Although we may never be super-prolific writers, we can become more productive. But if we define productive writing solely in terms of quantity, we are using a deficit model: I don’t have enough time/creativity/ideas/support to produce a lot.
Synonyms for the word productive include these: inventive, fertile, rich, rewarding. Instead of thinking of deficits, we can focus on the assets we bring to our writing: My mind is inventive and fertile, my imagination rich, and I find it rewarding to write.
Characteristics of productive writers
In his article, Living the Prolific Life: A how-to guide, Clay Collins suggests that prolific artists share seven characteristics. I picked the three that I believe are essential for writers. Here’s my take on the big three.
- Productive people accept their artistic identity and are happy to tell the world. They do not have a problem calling themselves writers. An unpublished writer may sometimes feel more comfortable using the term emerging or beginning writer. But let’s get rid of derogatory descriptors for the unpublished, such as wannabee, aspiring or would-be writer. Published or not, people who identify themselves as writers honour the activity of writing, give it a firm, central place in their lives, and see themselves as serious writers. They do not waste energy worrying if others think they are a ‘real’ writer or not.
- Productive people establish the habit of writing as their work. A writing habit is a routine or groove, which helps writers reach their goals. For some writers, the routine is to produce so many words each day. For others, the habit is to write at a specific time and location. Creating a workable, productive routine helps trigger your mind to start producing. But remember, you want to develop a groove, not a rut. If the routine stops being productive for you, try something else.
- Productive writers are intrinsically motivated. Productive writers write primarily because they love writing. They will keep writing, in some form, even if the external rewards are slow to arrive—or never eventuate.
Becoming more productive
You may never be a writer who can churn out zillions of words, but you can be a more productive one. Collins has four suggestions. Which works for you?
- Generate more to get more. Collect ideas frequently—daily if possible. How? Search newspapers or magazines for items that catch your interest and write down your ideas. Carry a small notebook to record information, e.g., descriptions, topics, conversations, and then write in response.
Not much of this material will end up in your finished work. The value is in the process, creating a way to stay attentive to writing possibilities and keep your writerly senses sharp.
- Strengthen creativity by demanding small, frequent outputs from it. Keep priming your creative brain by undertaking short freewriting exercises, perhaps using writing prompts found on the Web.
- Reduce variables and stresses. Jettison commitments that are unimportant but time-consuming. Reduce whatever you find a distraction. Steer away from negative people or stressful situations.Even when life gets hectic, you can duck the stress temporarily if you can keep an inviolable time for writing. One successful author writes during the one afternoon each week when her toddler is in daycare. Another takes the train into the city twice a week in order to write in a rented studio. And another writer I know writes on the train, during her long daily commute.

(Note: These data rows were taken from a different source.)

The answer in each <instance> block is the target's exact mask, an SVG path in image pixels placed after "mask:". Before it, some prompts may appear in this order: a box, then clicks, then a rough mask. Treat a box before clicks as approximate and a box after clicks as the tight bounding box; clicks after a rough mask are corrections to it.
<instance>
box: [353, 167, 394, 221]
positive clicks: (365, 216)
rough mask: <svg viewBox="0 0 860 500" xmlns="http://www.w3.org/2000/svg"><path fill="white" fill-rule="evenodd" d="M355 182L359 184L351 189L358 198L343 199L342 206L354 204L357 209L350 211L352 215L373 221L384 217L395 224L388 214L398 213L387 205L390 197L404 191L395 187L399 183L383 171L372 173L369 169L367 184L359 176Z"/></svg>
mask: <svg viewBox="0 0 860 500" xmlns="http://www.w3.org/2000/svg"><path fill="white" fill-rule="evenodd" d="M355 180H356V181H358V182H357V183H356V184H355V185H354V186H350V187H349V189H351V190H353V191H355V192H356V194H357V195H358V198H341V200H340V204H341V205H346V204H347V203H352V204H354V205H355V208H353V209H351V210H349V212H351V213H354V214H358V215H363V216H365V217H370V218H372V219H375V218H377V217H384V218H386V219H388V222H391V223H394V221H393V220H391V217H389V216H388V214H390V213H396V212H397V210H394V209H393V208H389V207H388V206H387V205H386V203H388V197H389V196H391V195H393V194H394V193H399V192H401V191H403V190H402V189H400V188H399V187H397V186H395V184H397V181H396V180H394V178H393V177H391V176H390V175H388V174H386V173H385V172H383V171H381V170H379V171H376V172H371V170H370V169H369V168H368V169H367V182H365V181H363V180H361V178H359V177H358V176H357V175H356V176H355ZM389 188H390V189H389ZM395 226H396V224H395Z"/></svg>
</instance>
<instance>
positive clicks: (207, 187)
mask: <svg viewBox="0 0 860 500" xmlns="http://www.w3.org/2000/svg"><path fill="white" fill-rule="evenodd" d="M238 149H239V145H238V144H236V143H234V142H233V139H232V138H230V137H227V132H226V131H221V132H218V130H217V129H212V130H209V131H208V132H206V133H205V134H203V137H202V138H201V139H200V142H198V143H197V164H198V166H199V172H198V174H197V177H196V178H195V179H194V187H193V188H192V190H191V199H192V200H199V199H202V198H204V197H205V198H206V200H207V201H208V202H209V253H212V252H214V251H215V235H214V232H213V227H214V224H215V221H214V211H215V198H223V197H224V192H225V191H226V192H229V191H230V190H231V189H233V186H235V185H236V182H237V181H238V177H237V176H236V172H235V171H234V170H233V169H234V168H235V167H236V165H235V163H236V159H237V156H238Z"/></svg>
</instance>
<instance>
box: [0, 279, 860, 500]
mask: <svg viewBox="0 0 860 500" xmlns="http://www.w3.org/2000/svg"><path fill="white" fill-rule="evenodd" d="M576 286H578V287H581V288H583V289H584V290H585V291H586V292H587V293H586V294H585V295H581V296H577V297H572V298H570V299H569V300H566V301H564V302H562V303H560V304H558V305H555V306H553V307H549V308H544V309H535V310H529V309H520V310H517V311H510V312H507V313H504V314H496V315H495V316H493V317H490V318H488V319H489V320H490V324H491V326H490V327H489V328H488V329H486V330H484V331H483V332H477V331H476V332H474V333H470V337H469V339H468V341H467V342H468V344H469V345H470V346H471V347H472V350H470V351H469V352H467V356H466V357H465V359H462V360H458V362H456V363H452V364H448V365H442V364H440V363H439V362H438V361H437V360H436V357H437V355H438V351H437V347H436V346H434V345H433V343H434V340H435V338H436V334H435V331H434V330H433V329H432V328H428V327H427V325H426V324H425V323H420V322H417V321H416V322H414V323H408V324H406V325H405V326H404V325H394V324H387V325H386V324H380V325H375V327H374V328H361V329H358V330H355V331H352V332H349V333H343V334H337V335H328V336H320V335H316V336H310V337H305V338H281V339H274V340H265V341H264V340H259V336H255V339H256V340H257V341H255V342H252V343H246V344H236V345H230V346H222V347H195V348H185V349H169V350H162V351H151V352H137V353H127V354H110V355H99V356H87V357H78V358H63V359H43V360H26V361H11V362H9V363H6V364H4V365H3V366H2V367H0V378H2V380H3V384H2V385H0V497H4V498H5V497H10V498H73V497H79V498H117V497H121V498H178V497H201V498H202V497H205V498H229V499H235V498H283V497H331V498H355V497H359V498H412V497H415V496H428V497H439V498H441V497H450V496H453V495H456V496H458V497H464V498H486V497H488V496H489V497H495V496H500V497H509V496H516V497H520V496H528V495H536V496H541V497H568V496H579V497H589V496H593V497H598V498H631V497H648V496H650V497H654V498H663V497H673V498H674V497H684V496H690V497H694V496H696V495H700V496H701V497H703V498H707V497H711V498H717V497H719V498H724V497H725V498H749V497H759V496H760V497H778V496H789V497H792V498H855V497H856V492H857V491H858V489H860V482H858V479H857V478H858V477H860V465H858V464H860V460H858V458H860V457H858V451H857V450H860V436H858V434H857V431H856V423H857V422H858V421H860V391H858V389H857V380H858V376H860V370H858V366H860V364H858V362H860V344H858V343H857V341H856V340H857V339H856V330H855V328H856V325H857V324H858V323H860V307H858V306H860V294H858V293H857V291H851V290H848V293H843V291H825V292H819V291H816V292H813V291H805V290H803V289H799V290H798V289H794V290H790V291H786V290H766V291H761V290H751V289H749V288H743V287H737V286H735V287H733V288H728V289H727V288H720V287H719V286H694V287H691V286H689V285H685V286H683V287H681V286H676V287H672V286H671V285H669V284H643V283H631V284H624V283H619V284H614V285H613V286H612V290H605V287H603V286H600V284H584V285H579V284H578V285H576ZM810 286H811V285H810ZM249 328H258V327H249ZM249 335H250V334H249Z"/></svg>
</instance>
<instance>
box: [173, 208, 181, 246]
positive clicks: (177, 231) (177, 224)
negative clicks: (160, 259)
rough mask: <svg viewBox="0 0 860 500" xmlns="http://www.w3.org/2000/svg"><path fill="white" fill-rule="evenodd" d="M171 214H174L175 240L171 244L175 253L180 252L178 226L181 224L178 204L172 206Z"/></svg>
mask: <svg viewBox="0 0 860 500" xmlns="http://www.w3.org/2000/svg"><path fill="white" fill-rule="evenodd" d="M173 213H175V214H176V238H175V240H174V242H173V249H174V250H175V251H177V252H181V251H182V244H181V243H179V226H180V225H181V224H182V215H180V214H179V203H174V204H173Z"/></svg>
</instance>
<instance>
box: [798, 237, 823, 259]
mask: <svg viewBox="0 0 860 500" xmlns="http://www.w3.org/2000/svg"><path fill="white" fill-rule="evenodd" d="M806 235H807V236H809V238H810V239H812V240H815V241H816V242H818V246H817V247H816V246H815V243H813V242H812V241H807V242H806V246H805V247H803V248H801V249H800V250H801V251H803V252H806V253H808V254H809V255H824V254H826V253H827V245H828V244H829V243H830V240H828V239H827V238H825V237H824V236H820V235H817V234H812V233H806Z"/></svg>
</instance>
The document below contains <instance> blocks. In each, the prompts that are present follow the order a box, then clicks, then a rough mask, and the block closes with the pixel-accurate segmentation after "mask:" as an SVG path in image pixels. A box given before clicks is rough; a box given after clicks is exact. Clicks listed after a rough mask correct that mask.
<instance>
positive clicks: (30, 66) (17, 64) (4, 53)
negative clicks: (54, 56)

- Find other writers, who do what you want to do. It doesn’t make sense to talk too much about your writing with people who do not write and who cannot help you. Look for people who have the knowledge, skill and passion for writing, reading, and editing. There’s always serendipity, such as discovering that the person on the treadmill next to you in your gym is an agent looking for just what you’re writing. But while waiting for such rare luck, find people who can help and encourage you as a writer.